Identification by Population
If identifying by population order, then the slot numbers should look like so:
Ch1 Ch2 Ch3
Slot {2, 1, 0) {2, 1, 0} {2, 1, 0)
Letter {G, D, A} {H, E, B} {I, F, C}
Count {1, 2, 3} {4, 5, 6} {7, 8, 9}
Logically, the reason that A3, B6 and C9 should be identified as Slot#0 (DIMM#0) here is that they are white slots which are populated first. It makes logical sense that the order of population should dictate the lowest Slot numbers by those filled first.
EDAC
The difficulty comes in with EDAC error logging. The first problem with EDAC is that it uses a 'begins-at-0' ideology. The motherboard docs don't use this numbering convention and instead begin at 1. I only mention this as it's something to be aware.
The second and bigger problem is that on this motherboard, EDAC seems to enumerate the memory sticks based on the numerical order (Count) of the slots (i.e., 1-9), with EDAC choosing to ignore the A-I population order.
What this means is that => CPU#1Channel#1_DIMM#0 <= is what you see via EDAC in dmesg. While it's relatively easy to identify the CPU and Channel number, it's more difficult to determine the actual DIMM slot from EDAC.
In the case of this EDAC message above, which stick is referred to as DIMM#0 in Channel#1 on CPU#1?
Enumeration Order
Following the enumeration order that EDAC displays, it seems that the slot numbers appear to be identified by EDAC like so (the opposite of population order):
Ch1 Ch2 Ch3
Slot {0, 1, 2) {0, 1, 2} {0, 1, 2)
Letter {G, D, A} {H, E, B} {I, F, C}
Count {1, 2, 3} {4, 5, 6} {7, 8, 9}
Where DIMM#0 is so labeled because it is the lowest Count number while enumerating through all of the RAM stick channels and slots.
Strictly following EDAC logging only and based on the above, I'd conclude that CPU#1Channel#1_DIMM#0 identifies stick H4 (remembering that EDAC begins its counts at 0).
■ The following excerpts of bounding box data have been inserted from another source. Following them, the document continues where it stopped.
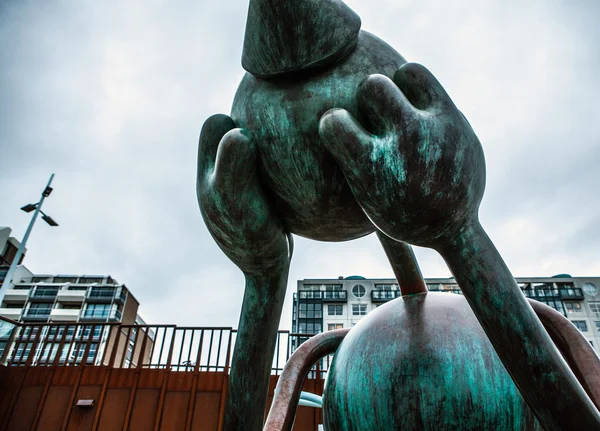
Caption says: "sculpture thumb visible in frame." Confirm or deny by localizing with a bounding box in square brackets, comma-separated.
[319, 109, 373, 181]
[213, 129, 257, 192]
[198, 114, 235, 181]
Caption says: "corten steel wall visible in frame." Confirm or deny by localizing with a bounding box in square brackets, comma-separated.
[0, 318, 324, 431]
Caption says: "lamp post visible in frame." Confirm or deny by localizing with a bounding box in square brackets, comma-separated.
[0, 174, 58, 301]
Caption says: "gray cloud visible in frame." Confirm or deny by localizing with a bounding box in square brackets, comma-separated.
[0, 0, 600, 327]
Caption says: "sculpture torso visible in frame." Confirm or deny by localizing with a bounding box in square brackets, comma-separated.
[231, 31, 406, 241]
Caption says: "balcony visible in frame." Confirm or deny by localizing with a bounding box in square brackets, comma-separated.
[3, 289, 29, 304]
[560, 288, 584, 301]
[0, 308, 23, 320]
[81, 310, 122, 322]
[321, 290, 348, 302]
[298, 290, 348, 302]
[371, 290, 402, 302]
[22, 308, 52, 321]
[87, 287, 125, 304]
[29, 287, 58, 302]
[50, 308, 81, 322]
[56, 290, 87, 302]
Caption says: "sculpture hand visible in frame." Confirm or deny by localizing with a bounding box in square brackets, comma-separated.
[319, 63, 600, 431]
[197, 115, 292, 431]
[197, 115, 291, 274]
[319, 63, 485, 246]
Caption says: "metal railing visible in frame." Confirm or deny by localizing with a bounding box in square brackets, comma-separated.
[0, 317, 331, 377]
[298, 290, 348, 300]
[81, 309, 122, 320]
[371, 290, 402, 302]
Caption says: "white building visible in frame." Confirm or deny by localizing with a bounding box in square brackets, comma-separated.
[292, 274, 600, 349]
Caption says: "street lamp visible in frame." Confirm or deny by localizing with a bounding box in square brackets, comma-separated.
[0, 174, 58, 301]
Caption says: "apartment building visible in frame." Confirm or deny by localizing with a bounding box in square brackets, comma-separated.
[0, 276, 154, 366]
[292, 274, 600, 349]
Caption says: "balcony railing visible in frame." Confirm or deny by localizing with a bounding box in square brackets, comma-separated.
[81, 310, 122, 321]
[87, 288, 115, 302]
[29, 288, 58, 300]
[0, 318, 333, 378]
[298, 290, 348, 302]
[429, 288, 462, 295]
[22, 308, 52, 320]
[560, 288, 584, 300]
[371, 290, 402, 302]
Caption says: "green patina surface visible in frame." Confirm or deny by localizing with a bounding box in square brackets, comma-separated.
[231, 31, 405, 241]
[324, 293, 541, 431]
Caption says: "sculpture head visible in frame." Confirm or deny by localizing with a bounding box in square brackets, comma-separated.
[231, 0, 406, 241]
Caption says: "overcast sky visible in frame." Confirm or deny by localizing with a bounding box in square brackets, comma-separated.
[0, 0, 600, 328]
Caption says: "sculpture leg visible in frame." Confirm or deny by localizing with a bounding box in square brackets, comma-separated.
[197, 115, 293, 431]
[377, 230, 427, 295]
[223, 258, 289, 431]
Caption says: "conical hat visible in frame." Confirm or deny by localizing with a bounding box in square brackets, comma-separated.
[242, 0, 361, 77]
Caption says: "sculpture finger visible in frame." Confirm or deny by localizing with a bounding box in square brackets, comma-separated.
[319, 109, 373, 183]
[213, 129, 257, 193]
[394, 63, 454, 111]
[357, 75, 415, 135]
[197, 114, 235, 183]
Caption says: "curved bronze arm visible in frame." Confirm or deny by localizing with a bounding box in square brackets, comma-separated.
[263, 298, 600, 431]
[263, 328, 350, 431]
[528, 298, 600, 409]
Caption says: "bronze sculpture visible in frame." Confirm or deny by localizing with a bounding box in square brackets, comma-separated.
[198, 0, 600, 430]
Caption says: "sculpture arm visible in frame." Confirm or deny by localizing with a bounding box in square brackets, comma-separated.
[438, 222, 600, 431]
[197, 115, 292, 431]
[319, 63, 600, 430]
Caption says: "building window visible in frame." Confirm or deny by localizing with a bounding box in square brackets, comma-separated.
[588, 301, 600, 313]
[352, 284, 367, 298]
[298, 302, 323, 319]
[54, 277, 77, 283]
[31, 277, 50, 283]
[571, 320, 587, 332]
[78, 277, 104, 284]
[327, 305, 344, 316]
[298, 322, 322, 334]
[83, 304, 110, 318]
[583, 283, 598, 296]
[352, 304, 367, 316]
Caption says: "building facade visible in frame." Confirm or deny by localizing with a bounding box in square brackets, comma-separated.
[0, 226, 26, 287]
[292, 274, 600, 350]
[0, 274, 154, 366]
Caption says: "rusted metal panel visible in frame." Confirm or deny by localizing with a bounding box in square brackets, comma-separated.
[159, 392, 190, 431]
[197, 372, 225, 392]
[52, 367, 80, 386]
[79, 366, 108, 386]
[138, 369, 165, 389]
[167, 372, 193, 392]
[129, 389, 160, 431]
[67, 386, 102, 431]
[108, 368, 136, 389]
[32, 386, 73, 431]
[6, 386, 43, 431]
[192, 392, 221, 431]
[98, 388, 129, 431]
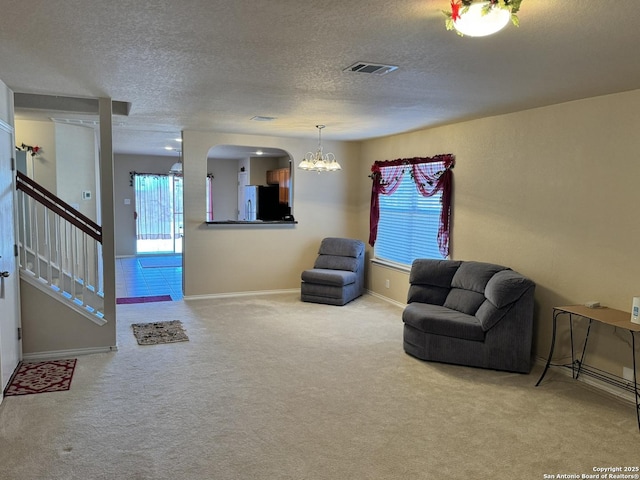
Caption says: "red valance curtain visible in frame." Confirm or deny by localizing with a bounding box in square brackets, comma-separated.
[369, 154, 455, 257]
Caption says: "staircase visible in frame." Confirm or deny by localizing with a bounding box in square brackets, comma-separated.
[16, 172, 106, 325]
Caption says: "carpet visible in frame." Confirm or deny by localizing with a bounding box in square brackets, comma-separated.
[138, 255, 182, 268]
[131, 320, 189, 345]
[4, 358, 76, 397]
[116, 295, 173, 305]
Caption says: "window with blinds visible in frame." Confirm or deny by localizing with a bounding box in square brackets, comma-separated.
[374, 169, 444, 266]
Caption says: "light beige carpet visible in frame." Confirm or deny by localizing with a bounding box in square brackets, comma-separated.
[0, 294, 640, 480]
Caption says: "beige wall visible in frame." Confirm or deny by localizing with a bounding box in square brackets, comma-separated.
[360, 90, 640, 375]
[20, 281, 117, 356]
[183, 131, 367, 297]
[54, 123, 100, 222]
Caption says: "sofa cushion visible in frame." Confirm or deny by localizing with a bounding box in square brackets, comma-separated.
[484, 270, 534, 308]
[318, 237, 364, 258]
[313, 255, 358, 272]
[444, 288, 485, 315]
[301, 268, 357, 287]
[451, 262, 507, 295]
[402, 302, 484, 342]
[407, 285, 449, 305]
[409, 258, 462, 290]
[476, 300, 509, 332]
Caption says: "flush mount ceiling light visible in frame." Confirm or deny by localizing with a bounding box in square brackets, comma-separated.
[298, 125, 342, 173]
[444, 0, 522, 37]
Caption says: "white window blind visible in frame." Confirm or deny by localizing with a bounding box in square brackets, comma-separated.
[374, 169, 444, 265]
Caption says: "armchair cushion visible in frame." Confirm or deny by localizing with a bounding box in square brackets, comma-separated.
[302, 268, 357, 287]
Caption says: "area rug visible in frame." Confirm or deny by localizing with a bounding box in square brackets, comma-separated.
[138, 255, 182, 268]
[131, 320, 189, 345]
[4, 358, 76, 397]
[116, 295, 173, 305]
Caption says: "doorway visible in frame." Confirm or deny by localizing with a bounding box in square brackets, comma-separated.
[134, 173, 184, 254]
[0, 119, 22, 392]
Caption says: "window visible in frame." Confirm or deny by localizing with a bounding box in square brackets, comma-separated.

However, because there's now doubt about whether DIMM#0 means H4 or B6, this makes EDAC's obfuscated identification system problematic. I've also found no conclusive way to resolve this discrepancy. The disconnect between EDAC's identification abstract system and the motherboard population guidelines is most definitely problematic.
This means that to be safe, if stick H4 (or B6) went bad, you'd have to replace both H4 and B6 to ensure you've replaced the bad stick identified by EDAC as DIMM#0. That means replacing two sticks all because EDAC failed to choose a more conclusive means to identify the DIMM's true slot.
I don't even really understand the reason the EDAC developers chose to use 0, 1 and 2 for a channel's DIMM / Slot identification. This is a more-or-less made-up convention used only by EDAC, which has no connection to the motherboard docs or the labeling on the motherboard. Thus, EDAC makes slot identification unnecessarily difficult and confusing for no real world benefit.
Question
Does anyone truly understand how to conclusively identify the correct memory stick via EDAC with its needlessly confusing labeling scheme? I'm at a loss.